ECON7350: Applied Econometrics for Macroeconomics and Finance
Tutorial 6: Cointegration – I
At the end of this tutorial you should be able to:
• Automate the task of unit root testing in multiple time-series samples in R;
Copyright By PowCoder代写 加微信 powcoder
• Implement the Engle-Granger cointegration test in R;
• Interpret the outcome of an Engle-Granger.
• Use the outcome of the Engle-Granger test to infer possible cointegrating relations.
In this tutorial you will test for cointegration using the Engle-Granger method. The data consists of four Australian interest rates: the 5 year (i3y) and 3 year (i3y) Treasury Bond (i.e., Capital Market) rates, along with the 180 day (i180d) and 90 (i90d) day Bank Accepted Bill (i.e., Money Market) rates. The data are annualized monthly rates for the period June 1992—August 2010 (T = 219), and are saved in term_structure.csv.

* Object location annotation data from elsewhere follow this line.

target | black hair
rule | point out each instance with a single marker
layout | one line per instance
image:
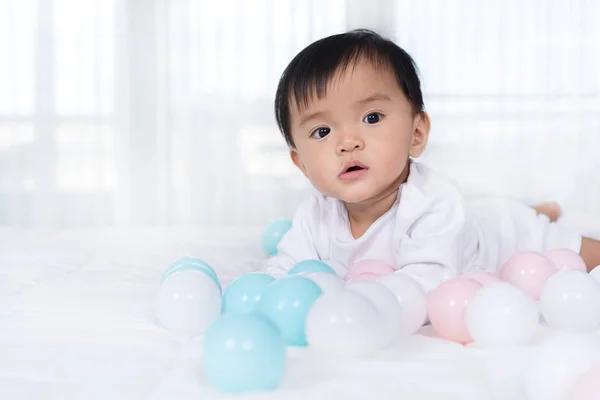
(310, 72)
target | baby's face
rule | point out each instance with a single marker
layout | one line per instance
(354, 143)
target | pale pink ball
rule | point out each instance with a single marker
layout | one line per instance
(528, 271)
(368, 270)
(586, 386)
(483, 277)
(564, 259)
(447, 306)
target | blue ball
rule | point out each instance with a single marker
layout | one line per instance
(311, 266)
(244, 292)
(191, 264)
(273, 234)
(243, 353)
(286, 303)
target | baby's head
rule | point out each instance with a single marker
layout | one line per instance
(351, 109)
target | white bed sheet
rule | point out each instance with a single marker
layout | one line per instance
(76, 322)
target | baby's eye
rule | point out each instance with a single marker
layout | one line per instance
(320, 133)
(373, 118)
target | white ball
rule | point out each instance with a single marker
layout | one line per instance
(570, 300)
(557, 362)
(501, 314)
(188, 302)
(412, 300)
(345, 324)
(389, 309)
(327, 282)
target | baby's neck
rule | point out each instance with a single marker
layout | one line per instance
(362, 215)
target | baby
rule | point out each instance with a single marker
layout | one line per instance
(351, 110)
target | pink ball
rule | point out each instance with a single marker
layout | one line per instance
(564, 259)
(528, 271)
(368, 270)
(483, 277)
(447, 306)
(586, 386)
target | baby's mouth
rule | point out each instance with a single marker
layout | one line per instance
(353, 169)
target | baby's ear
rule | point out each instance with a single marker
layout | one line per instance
(421, 127)
(297, 162)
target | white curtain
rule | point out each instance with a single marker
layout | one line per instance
(159, 112)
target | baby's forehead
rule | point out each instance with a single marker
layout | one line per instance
(357, 80)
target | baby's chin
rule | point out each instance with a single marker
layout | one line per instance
(354, 196)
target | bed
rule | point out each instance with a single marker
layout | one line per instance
(76, 322)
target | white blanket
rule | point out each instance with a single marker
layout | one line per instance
(76, 322)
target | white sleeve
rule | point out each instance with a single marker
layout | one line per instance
(298, 243)
(431, 250)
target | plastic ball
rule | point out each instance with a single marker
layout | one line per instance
(286, 303)
(565, 259)
(243, 293)
(586, 386)
(311, 266)
(191, 264)
(557, 363)
(188, 302)
(344, 324)
(387, 305)
(368, 270)
(529, 271)
(483, 277)
(446, 308)
(326, 281)
(273, 235)
(501, 314)
(571, 301)
(243, 353)
(595, 273)
(412, 299)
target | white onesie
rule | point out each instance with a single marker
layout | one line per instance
(431, 233)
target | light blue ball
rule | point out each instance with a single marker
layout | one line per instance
(273, 234)
(191, 264)
(244, 292)
(243, 353)
(286, 303)
(311, 266)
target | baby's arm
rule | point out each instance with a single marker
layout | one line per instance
(431, 251)
(590, 252)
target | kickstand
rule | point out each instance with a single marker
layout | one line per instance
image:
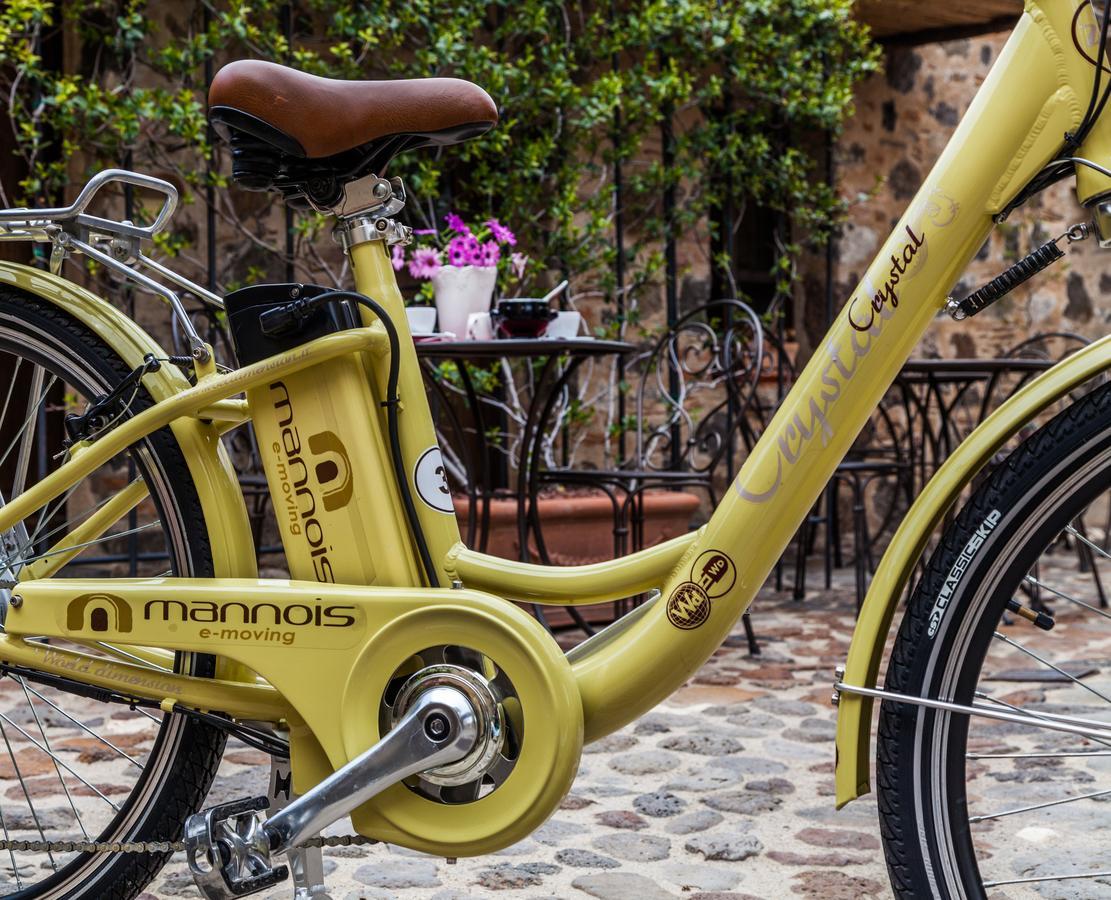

1. Analyse the integration properties of each individual process: {i3yt}, {i5yt}, {i90dt} and {i180dt}. Based on the data, what inference can we draw about each of these processes resembling a unit root process?
Solution For this tutorial, we load the following useful packages.
It is also useful to create some functions to help automate the task of constructing adequate sets for ADF specifications. The following two functions estimate the coefficients and record AIC/BIC values for a range of ADF regressions specified by lags combined with the inclusion and/or excludion of a constant and/or trend.
library(forecast)
library(dplyr)
library(zoo)
library(aTSA)
One function performs the estimation in levels, while the other does the same in differences.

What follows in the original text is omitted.